Дальше мы шли молча. Я не хотела спорить с Лейлой, подумала: «Если тогда, в июне 1942 года, командование выбрало для первых полетов слабоохраняемые цели, осуждать его за это нельзя, но таких целей, по-видимому, в прифронтовой полосе просто не было»…
Лежа в постели, я задумалась над словами Бершанской о летчиках-истребителях: «Все погибли». Конечно, им намного труднее было, чем нам. Против них не только зенитные батареи, но и «мессеры». Словом, превосходящие по количеству силы. Тут никакая выучка, смелость не помогут…
В первых двух боевых вылетах у меня были сравнительно безопасные задания. Бершанская все продумала. Потому, видимо, долго не выпускала меня, чтобы я получше освоилась в эскадрилье — «это самое главное». Напрасно я на нее обижалась. Она сделала все, чтобы я не сгорела, как ночная бабочка, в пламени костра.
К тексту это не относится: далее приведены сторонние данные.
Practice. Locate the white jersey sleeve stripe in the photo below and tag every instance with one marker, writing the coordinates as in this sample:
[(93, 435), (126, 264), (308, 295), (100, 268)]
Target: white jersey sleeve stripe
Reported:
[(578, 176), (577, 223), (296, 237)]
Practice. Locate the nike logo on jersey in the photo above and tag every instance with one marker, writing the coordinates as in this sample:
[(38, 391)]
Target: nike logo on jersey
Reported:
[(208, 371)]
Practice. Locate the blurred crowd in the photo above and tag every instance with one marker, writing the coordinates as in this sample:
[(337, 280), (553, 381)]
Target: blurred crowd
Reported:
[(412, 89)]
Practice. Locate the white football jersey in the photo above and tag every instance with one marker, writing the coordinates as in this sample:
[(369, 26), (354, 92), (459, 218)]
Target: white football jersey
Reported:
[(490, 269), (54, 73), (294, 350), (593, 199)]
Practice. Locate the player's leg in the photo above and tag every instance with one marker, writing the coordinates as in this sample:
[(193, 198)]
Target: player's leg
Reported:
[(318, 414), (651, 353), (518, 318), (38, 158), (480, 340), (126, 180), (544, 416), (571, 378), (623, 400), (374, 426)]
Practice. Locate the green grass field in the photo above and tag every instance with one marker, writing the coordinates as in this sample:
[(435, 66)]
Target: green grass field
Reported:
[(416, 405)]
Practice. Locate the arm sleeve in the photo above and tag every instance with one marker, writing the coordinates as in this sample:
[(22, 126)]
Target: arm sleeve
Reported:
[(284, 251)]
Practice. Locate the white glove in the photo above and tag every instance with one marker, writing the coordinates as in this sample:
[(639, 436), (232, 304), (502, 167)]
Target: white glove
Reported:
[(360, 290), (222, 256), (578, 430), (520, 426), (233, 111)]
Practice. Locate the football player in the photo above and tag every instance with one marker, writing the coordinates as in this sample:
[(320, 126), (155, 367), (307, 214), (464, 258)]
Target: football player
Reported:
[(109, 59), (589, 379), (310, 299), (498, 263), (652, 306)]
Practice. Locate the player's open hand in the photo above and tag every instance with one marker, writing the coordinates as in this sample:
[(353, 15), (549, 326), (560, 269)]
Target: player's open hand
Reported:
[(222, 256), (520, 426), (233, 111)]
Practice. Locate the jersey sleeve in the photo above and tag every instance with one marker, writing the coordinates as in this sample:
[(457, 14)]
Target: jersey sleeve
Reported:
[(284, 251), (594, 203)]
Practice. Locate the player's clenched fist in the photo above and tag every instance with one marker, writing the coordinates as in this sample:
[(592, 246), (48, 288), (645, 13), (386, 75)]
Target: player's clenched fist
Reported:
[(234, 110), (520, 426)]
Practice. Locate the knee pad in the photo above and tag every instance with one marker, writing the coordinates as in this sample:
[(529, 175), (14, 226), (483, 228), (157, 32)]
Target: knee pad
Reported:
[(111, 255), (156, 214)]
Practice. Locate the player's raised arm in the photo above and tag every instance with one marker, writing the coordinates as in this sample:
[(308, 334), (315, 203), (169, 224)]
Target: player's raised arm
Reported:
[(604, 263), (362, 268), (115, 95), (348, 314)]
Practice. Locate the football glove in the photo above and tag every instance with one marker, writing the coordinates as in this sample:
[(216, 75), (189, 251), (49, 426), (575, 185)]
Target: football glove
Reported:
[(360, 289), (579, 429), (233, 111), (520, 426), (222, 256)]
Когда бомбили станцию, прямо по курсу я увидела фонтан трассирующих пуль. Самолет летел в лучах трех прожекторов. «Ничего страшного, ничего страшного», повторяла я про себя, сознавая, что сейчас пулеметные очереди прошьют самолет от пропеллера до хвоста. И вдруг фонтан исчез. Наши бомбы пошли на цель, взорвалась цистерна с горючим, да так, что нас подбросило. Я развернула самолет. Но что это: нас уже не обстреливают, лишь один прожектор будто прилип к нам. Видимо, немцам не верилось, что самолет цел и невредим, ждали, когда загорится, грохнется. «Кто-то из девушек подстраховал, сбросил бомбы на пулемет», — подумала я тогда, в воздухе. Приземлившись на своем аэродроме, никого ни о чем не расспрашивала, никто и мне нечего не сказал. Обычно после первых же стартов очередность нарушается: кто за кем летит, определить невозможно, бортовые номера не видны, да и некогда их разглядывать. Но во всех случаях любой экипаж придет на выручку другому, когда это необходимо. В ту ночь и мы сбросили бомбы на огневую точку, на прожекторы.
В том, что полк стал гвардейским, нет никакой моей заслуги. Стремлюсь доказать, что я достойный член этой дружной героической семьи.
В ту ночь я так и не заснула, все думала, думала…
На другой день мы с воодушевлением разучили свой собственный, полковой «Гвардейский марш». Слова написала Наташа Меклин, музыку сочинили сами, на ходу:
Полк пикирующих бомбардировщиков, которым командовала Раскова, тоже стал гвардейским, ему было присвоено ее имя. Он прошел боевой путь от Волги до Восточной Пруссии — 125-й гвардейский бомбардировочный Борисовский имени Героя Советского Союза Марины Михайловны Расковой полк.
Что-то изменилось в нас после того, как мы стали гвардейцами. Повзрослели, что ли. А может, возросло чувство ответственности. Даже внешне девушки стали чуть-чуть другими. В осанке, во всем облике появилось что-то неуловимо новое — изящное, мужественное. И никакой заносчивости. Немцы, естественно, стали ненавидеть нас еще больше. И еще больше бояться. А я слова своего первого штурмана «Ничего страшного!» пронесла через всю стою жизнь.